Никто потом не смог вспомнить, чья это была идея – уйти на байдарах на противоположный берег Берингова моря, но доведенное до отчаяния маленькое племя ухватилось за нее, как за последнюю спасительную соломинку. Переход был тяжелым и опасным, в холодных волнах сурового северного моря погибли две байдары, но род Катынчак уцелел. Наконец вдали перед беглецами показались берега Камчатки.

В России камлачей тоже никто не ждал с распростертыми объятиями. Им пришлось сменить несколько мест сначала на полуострове, потом на материке, пока они не осели в двух небольших деревнях на озере Угун. Через несколько десятилетий, уже в советское время, их полупринудительно переселили и оттуда в связи с ликвидацией «неперспективных» поселений. Хотя среди примерно ста двадцати человек, считавших себя камлачами, чистокровных индейцев тогда уже почти не осталось, все они было в той или иной степени потомками от смешанных браков с эвенками и русскими. В районном поселке, куда их определили на жительство, они оказались незначительным меньшинством среди, в основном, эвенкийского населения. К 80-м годам они перестали пользоваться родным языком, а в новом тысячелетии при переписях населения уже никто не называл себя камлачами.
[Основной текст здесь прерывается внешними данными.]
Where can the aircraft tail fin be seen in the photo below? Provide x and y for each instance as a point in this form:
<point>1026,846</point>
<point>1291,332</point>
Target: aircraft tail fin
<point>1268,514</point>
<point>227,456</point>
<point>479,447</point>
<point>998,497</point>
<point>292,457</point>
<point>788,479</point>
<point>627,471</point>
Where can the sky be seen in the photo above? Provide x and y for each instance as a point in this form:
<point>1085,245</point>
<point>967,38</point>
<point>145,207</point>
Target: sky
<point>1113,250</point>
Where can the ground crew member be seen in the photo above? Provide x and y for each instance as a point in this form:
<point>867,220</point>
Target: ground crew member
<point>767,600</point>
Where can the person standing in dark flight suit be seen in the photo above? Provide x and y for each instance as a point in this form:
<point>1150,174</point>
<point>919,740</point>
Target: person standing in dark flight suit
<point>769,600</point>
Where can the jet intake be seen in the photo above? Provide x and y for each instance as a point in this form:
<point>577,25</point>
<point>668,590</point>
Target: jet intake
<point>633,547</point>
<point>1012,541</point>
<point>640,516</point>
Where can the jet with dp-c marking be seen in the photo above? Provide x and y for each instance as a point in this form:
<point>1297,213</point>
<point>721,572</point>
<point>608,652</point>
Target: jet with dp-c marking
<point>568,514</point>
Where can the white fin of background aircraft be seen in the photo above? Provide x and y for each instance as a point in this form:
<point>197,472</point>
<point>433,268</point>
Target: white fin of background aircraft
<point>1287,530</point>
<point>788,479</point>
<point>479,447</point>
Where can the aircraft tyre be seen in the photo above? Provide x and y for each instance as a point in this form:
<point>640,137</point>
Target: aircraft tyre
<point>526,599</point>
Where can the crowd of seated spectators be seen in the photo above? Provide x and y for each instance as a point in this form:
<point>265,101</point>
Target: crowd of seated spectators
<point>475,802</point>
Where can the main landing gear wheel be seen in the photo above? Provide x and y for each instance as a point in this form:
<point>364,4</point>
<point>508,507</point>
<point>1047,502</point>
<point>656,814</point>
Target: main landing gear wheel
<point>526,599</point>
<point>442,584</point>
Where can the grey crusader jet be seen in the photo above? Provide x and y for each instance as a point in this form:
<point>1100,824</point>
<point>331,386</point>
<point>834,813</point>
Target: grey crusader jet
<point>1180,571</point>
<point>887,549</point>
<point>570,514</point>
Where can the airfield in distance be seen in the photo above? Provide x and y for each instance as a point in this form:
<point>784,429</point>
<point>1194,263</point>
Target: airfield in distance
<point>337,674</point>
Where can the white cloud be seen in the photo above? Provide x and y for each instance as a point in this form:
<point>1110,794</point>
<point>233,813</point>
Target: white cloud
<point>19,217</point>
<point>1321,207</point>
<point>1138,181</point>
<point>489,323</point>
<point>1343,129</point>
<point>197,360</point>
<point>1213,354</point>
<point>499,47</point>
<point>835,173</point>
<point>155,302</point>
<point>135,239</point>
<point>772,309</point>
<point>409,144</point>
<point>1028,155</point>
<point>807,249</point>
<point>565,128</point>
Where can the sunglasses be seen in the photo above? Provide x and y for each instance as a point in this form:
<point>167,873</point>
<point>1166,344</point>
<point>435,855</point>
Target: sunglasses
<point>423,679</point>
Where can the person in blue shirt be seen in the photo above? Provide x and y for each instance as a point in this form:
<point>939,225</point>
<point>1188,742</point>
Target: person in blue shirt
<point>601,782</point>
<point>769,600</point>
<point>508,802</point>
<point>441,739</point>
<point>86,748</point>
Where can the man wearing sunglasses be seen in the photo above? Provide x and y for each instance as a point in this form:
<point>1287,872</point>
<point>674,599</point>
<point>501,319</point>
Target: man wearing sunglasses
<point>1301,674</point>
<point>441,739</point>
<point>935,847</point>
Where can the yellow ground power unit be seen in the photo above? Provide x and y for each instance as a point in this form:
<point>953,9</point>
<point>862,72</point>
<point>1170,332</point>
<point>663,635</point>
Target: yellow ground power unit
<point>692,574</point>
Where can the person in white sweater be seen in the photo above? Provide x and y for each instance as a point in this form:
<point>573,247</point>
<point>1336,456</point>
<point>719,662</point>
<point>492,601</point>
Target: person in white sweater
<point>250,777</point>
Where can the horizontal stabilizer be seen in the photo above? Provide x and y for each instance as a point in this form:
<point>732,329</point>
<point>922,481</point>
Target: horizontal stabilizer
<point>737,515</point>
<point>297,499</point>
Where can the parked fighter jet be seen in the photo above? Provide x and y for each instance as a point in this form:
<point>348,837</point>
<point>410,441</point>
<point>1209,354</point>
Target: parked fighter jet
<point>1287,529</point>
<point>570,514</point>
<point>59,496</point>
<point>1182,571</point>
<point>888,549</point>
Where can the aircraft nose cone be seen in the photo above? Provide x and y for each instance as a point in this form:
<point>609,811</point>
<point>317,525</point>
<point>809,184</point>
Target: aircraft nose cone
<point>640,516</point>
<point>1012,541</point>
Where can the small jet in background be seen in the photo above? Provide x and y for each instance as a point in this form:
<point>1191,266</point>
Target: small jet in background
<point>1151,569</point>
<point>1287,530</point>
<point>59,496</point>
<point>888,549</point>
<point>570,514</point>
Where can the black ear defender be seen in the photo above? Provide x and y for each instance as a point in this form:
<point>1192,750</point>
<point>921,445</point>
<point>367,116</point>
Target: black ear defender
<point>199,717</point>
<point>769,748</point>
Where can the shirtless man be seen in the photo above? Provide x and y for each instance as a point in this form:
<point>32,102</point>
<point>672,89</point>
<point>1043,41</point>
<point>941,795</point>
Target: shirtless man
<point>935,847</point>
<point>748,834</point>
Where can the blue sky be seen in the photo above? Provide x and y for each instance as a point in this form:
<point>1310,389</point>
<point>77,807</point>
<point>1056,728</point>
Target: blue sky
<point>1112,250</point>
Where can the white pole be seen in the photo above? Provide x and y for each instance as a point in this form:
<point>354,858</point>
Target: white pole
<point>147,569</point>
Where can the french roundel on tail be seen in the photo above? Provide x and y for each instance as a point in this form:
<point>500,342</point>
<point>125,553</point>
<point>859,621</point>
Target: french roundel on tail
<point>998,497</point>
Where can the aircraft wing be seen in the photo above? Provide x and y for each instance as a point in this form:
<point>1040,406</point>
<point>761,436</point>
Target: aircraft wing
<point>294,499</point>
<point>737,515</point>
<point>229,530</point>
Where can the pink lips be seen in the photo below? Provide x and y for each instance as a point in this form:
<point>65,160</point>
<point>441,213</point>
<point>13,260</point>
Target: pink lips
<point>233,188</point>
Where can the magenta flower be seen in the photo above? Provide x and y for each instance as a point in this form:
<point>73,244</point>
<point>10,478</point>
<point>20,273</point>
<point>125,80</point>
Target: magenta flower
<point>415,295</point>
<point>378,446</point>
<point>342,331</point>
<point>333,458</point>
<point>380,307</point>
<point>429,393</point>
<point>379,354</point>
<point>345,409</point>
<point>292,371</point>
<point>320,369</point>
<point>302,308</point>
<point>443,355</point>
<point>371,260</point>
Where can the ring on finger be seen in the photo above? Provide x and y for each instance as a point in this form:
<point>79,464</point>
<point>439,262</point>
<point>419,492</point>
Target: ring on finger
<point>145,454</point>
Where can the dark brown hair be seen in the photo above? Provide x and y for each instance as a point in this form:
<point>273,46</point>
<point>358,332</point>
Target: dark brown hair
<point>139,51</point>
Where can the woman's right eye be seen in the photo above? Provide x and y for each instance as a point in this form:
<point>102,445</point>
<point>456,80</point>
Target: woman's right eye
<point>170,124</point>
Перестал существовать народ, его язык, культура. Но в чьих-то жилах продолжала течь кровь предков, сохранились кое-какие ремесла, кухня, порой даже внешность местных жителей. Дожили до наших дней несколько фамилий: Катынчаковы, Контуяковы, Килчегановы, Ишкуевы.

Снежана носила русскую фамилию своего отца, но фамилия ее бабушки была Катынчакова. Родителей она почти не помнила, после ранней смерти матери отец начал крепко выпивать, а потом и вовсе ушел из семьи. Заботу о внучке взяла на себя бабушка, приехавшая из далекого северного села. Бабушка научила Снежану рукодельничать, рыбачить, разбираться в лекарственных травах. Рассказывала внучке индейские сказки, правда, знала их уже только по-русски. Помнила множество обычаев, обрядов, примет, хотя и не всегда могла объяснить их смысл. Была человеком стойким, даже упрямым. Если что-то задумывала, неуклонно добивалась своего, не слушая ничьих указаний. Снежана и внешне была похожа на бабушку. При славянской в общем внешности разрез глаз явно выдавал в ней индейскую кровь.

Было холодно, должно быть, за городом, в сопках, выпал снег. Мокли под мелким дождем гаражи во дворе, порывы ветра качали пожухлый топинамбур, сдували с него последние желтые лепестки. У Снежаны был выходной, идти в такую погоду никуда не хотелось, и она занялась уборкой. Выстирала диванное покрывало, расшитое индейскими узорами, выбила с балкона висевшую на стене лохматую волчью шкуру. На кухне смахнула пыль с берестяных туесков, начистила до блеска доставшийся от бабушки старинный медный чайник. У входной двери протерла амулеты от злых духов и дурных глаз: медвежий клык, коготки соболя, рябиновые ветки. И ее нестерпимо потянуло туда, где когда-то они гуляли с бабушкой…

Следующая неделя выдалась ненастной и пасмурной. В городе снег несколько раз выпадал и тут же таял, превращаясь в серую кашу и грязные лужи. Вершины сопок уже покрылись снежной сединой. Выходные обещали быть последними относительно теплыми днями, и субботним утром  Снежана вышла из дома. Зная, что там всегда ветрено, и что путь займет несколько часов, она потеплее оделась и взяла с собой бутерброды и термос с горячим чаем.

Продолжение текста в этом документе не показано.